By Dana Ferguson
IN the United States the pumpkin symbolises the arrival of autumn and in particular, is synonymous with Halloween.
The ‘Great Pumpkin’ from the Halloween special of the cartoon Peanuts marked the pumpkin’s place in American culture and has since led countless boys and girls on a quest to find the ‘great’ pumpkin.
From carving faces into them to putting them in every dish imaginable, Americans have fallen in love with the squash and the relationship is not likely to end soon.
It may not be the most effective use of a fruit, but the tradition of emptying out the ‘guts’ of the big orange fruit, cutting out some holes and filling it with light is a tradition which has spread around the world.
But carving faces into fruit was already a well-established tradition in Britain even before British and Irish immigrants made their way across the Atlantic and adopting the pumpkin as their fruit of choice.
Today the practice of carving ‘jack-o-lanterns’ has become a tradition that most Americans and Britons associate with Halloween.
But pumpkins are used for much more than decoration.
In the autumn pumpkins find their way into butters, pancakes, breads and a favourite for many, the pumpkin pie.
In Spain, the wastefulness seen in America is almost unheard of, with Spaniards choosing to use every part of the pumpkin to create a wide range of dishes rather than display them outside their homes.

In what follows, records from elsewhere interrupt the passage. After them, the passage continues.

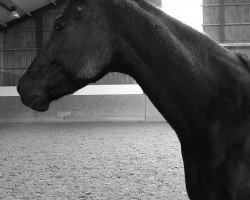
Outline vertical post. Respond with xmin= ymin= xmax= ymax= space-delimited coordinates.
xmin=35 ymin=13 xmax=43 ymax=51
xmin=219 ymin=0 xmax=225 ymax=43
xmin=0 ymin=31 xmax=4 ymax=86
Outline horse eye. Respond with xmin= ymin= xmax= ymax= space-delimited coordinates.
xmin=54 ymin=23 xmax=64 ymax=32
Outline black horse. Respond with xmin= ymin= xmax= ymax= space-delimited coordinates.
xmin=18 ymin=0 xmax=250 ymax=200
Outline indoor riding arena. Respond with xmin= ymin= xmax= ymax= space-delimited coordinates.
xmin=0 ymin=0 xmax=250 ymax=200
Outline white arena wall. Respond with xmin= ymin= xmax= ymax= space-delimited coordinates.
xmin=0 ymin=85 xmax=165 ymax=122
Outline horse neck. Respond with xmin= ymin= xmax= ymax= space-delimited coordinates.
xmin=106 ymin=0 xmax=244 ymax=141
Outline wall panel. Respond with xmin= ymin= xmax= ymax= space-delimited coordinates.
xmin=0 ymin=0 xmax=162 ymax=86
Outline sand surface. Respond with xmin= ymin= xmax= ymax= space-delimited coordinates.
xmin=0 ymin=123 xmax=188 ymax=200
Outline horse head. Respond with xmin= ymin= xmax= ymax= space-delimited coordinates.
xmin=17 ymin=0 xmax=113 ymax=111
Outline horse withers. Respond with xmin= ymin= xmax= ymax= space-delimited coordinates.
xmin=17 ymin=0 xmax=250 ymax=200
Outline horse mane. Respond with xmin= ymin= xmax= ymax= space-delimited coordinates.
xmin=235 ymin=53 xmax=250 ymax=73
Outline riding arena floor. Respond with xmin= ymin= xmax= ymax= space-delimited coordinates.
xmin=0 ymin=122 xmax=188 ymax=200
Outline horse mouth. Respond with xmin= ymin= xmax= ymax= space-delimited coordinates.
xmin=28 ymin=96 xmax=50 ymax=112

The humble pumpkin remains ever popular on both sides of the Atlantic
Spain has hearty offerings for the popular squash, including pumpkin and tomato soup and pumpkin cream with rice and roast chicken with sauteed pumpkin.
The Spanish have also got a sweet tooth with pumpkin, using it in pumpkin juice, cake and custard.
But regardless of how it is enjoyed, the humble pumpkin remains ever popular on both sides of the Atlantic.